Laws that do not stop this crime: Abandoning exotic animals
Since 2011, a law prohibits the trade, possession and transport of exotic species in Spain. The regulation has been effective to stop shops from selling species of crabs, fish, reptiles and amphibians that are listed in the regulation, but it has not prevented people from abandoning invasive species, the study warns.
"Apart from the species listed in the regulation, there are many others that are abandoned in the natural environment or are left in animal centers", notes Maceda. "The worst problem, however, lies in the exotic species that were commercialized massively years ago. This is the case of the known Florida turtles, which are really small at first, but when they grow, they are usually abandoned. The study shows that the legislative response takes a long time to make any effect regarding the release of invasive species which were sold years ago in this country. These measures are not very effective once the invasive species is distributed around the territory".
Although the law served to stop those species from being sold, "abandoning animals is another crime, and there is not any current legislation to solve this problem". "We cannot ignore -he insists- that releasing any pet in the environment is a risk, apart from not being ethical, and therefore, it has to stop", stresses the researcher.
Fighting for animal wellbeing and promoting a responsible possession of animals
Improving biosafety measures in livestock stabling centers, changing commercial criteria for the species and training buyers to promote a responsible possession are measures that could help reduce the abandoning rate. "It is necessary to create a record of owners, apart from making more educational campaigns.
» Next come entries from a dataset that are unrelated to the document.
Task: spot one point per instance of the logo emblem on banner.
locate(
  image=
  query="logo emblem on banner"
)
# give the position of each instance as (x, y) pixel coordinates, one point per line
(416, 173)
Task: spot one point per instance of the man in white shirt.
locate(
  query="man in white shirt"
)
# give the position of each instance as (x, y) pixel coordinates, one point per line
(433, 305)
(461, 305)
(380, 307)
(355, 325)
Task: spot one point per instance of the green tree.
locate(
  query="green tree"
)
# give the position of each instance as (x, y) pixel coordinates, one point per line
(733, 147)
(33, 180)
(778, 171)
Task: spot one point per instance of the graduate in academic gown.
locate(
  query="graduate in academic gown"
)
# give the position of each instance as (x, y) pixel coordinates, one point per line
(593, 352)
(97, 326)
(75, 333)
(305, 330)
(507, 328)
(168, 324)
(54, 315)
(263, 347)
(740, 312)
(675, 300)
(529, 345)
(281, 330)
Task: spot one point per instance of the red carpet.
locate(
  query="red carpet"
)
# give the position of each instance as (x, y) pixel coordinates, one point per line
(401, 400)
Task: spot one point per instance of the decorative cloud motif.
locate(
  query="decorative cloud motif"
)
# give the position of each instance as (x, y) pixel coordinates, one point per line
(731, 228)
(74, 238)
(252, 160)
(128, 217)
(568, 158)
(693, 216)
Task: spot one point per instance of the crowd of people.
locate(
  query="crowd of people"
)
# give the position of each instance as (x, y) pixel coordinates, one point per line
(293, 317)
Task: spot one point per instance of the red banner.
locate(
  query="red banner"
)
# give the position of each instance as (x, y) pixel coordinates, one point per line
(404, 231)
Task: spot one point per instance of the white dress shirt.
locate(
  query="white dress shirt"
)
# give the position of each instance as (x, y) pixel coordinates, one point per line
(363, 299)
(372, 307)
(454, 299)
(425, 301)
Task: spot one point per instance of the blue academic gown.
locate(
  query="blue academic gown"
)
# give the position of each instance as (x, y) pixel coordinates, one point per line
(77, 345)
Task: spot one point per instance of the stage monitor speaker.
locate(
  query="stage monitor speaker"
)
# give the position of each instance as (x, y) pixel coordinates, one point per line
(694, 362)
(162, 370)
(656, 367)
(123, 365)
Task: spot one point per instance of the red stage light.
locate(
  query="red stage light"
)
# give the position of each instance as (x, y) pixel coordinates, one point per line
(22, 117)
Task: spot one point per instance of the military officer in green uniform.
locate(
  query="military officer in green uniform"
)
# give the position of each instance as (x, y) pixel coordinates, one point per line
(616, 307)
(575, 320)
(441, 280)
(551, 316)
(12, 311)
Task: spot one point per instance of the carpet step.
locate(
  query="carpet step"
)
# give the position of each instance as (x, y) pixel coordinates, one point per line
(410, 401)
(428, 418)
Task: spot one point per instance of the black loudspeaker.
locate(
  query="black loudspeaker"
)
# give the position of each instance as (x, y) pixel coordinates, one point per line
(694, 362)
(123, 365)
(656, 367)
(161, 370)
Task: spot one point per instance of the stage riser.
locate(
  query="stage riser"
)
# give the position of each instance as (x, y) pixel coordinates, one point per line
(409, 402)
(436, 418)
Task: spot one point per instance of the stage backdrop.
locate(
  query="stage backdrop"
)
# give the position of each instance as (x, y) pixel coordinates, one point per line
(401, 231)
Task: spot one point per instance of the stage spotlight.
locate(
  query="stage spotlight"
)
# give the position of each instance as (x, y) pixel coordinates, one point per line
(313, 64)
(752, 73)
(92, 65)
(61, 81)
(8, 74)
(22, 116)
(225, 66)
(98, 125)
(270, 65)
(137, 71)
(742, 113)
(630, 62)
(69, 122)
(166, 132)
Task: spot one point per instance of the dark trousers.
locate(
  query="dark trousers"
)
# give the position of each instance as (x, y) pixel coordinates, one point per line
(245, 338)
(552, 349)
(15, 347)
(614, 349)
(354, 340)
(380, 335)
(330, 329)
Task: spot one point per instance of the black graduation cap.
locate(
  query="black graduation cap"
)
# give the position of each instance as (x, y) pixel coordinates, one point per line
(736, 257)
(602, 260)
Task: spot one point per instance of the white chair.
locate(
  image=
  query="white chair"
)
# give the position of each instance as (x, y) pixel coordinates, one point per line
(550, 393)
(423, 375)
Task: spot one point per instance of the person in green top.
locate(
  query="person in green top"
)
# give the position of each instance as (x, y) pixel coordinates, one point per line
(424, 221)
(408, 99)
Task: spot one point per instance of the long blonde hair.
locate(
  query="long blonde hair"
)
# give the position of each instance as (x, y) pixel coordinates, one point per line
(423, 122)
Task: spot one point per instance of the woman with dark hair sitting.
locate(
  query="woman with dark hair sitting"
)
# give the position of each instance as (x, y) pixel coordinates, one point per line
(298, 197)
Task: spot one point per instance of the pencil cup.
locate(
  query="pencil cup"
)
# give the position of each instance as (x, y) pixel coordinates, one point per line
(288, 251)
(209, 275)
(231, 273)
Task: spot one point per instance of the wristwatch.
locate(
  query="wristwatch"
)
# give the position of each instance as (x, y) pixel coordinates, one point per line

One option could be to require a certificate for the owner's training, as well as the use of microchips and special licenses to have certain species at home, and avoid the free access to species we know that could bring trouble to the owners".
According to the authors, importation of exotic species should be regulated, since nowadays it is only debated on when there is scientific evidence of a risk of biological invasion, or when there is risk of extinction for a species. In short, it would be necessary to list the species owners can have at home.
Not all exotic pets in the environment have been abandoned
Experts warn that prohibiting certain species can generate a response in the market that can promote the commerce of other animals with the same problems. A revealing example is the prohibition of the trade of the red-eared slider (Trachemys scripta elegans), which was introduced in the market of other freshwater turtles that brought similar problems to the buyers.
Also, not all exotic pets get to the environment for being abandoned. In some cases, the reason is a lack of biosafety measures -disinfection of waste waters, etc.- in companies that stable exotic species. Also, some legislative measures from the past have been controverted for the conservation of the environment: for instance, releasing mosquitofish—one of the most dangerous invasive species worldwide—to control the local populations of mosquitos.
"Regarding environmental problems, we have to be more proactive than reactive, and we are usually reactive. Pets -invasive or not- cannot be uncontrolled in the natural environment, let alone abandoned. Among other negative effects, they can hunt native species, and alter the natural habitat and can bring diseases that can persist in the native fauna even when the animal with the disease has already disappeared," concludes Maceda.